FAQs that no one has asked
Q: Wouldn't it be easier to just buy a Time Capsule?
A: Enjoy your "sparse bundle in
use" errors
that leave all of your backups corrupt and irrecoverable but aren't
reported until you try to restore.
Q: Isn't most of this functionality provided by
upspin?
A: It looks like it, especially as they implement the rest of the
infrastructure for some of their key use
cases.
Q: Why did you invent your own packfile format rather than using git's?
A: bk's pack files are simpler than git's (but don't have many of their
advantages, like efficient lookups after just few seeks in index files,
without needing to read them all into memory.) OTOH, bk uses
SHAKE256 to hash data blobs into 32
bytes of hash. git's choice of SHA-1 now looks somewhat
unfortunate,
though for personal backups, this probably isn't something to worry much
about.
Q: Why not use bup?
A: You should use bup. It has lots of users, which makes it less likely to
have subtle bugs.
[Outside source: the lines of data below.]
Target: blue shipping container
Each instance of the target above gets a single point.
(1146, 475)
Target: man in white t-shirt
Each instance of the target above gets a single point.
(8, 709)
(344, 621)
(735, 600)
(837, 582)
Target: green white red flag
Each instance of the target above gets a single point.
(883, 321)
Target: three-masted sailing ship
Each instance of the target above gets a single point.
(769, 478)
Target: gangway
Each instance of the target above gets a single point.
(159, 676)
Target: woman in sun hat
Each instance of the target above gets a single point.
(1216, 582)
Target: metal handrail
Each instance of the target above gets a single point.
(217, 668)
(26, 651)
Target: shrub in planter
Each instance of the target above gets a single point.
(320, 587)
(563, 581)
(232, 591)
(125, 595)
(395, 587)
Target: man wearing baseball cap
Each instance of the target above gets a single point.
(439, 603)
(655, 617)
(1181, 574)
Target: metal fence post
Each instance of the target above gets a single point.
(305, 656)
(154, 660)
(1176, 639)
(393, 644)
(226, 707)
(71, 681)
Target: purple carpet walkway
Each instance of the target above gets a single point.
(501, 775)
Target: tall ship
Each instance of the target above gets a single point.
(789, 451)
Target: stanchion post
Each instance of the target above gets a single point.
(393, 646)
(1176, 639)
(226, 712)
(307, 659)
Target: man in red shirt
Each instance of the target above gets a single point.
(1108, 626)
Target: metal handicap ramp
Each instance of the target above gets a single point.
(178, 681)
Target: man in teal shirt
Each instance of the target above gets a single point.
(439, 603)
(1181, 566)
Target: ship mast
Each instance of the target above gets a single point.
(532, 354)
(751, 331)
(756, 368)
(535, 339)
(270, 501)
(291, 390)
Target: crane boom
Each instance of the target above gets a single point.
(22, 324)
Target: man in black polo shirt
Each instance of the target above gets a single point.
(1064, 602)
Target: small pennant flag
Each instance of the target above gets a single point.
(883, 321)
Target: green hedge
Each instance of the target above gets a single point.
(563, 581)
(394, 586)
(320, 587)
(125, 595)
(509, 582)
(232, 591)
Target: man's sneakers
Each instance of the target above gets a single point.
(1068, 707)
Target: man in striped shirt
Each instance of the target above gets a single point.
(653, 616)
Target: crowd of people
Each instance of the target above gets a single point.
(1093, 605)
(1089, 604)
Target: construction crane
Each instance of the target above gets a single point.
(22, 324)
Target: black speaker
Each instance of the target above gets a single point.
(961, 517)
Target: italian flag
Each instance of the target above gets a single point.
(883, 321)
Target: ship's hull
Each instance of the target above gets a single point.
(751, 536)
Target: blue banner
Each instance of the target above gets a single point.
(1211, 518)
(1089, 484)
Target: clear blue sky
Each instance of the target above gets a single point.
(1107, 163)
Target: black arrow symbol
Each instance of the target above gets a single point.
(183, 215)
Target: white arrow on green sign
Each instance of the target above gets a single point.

I wrote bk for fun (Go is fun) and because I wanted to
own responsibility for my bits. Also, bup doesn't directly support
encryption or uploading directly to
GCS.
Q: Your use of Check() and CheckError() isn't idiomatic Go error handling.
A: That's not a question. For a backup system, I believe that most errors
should cause the system to immediately stop and fail obviously rather than
make an attempt to recover (since the recovery code paths won't be well
exercised and are thus likely to be buggy). Given this decision, I'd rather
have those checks take a single line of code rather than three lines to
test the error against nil and then panic.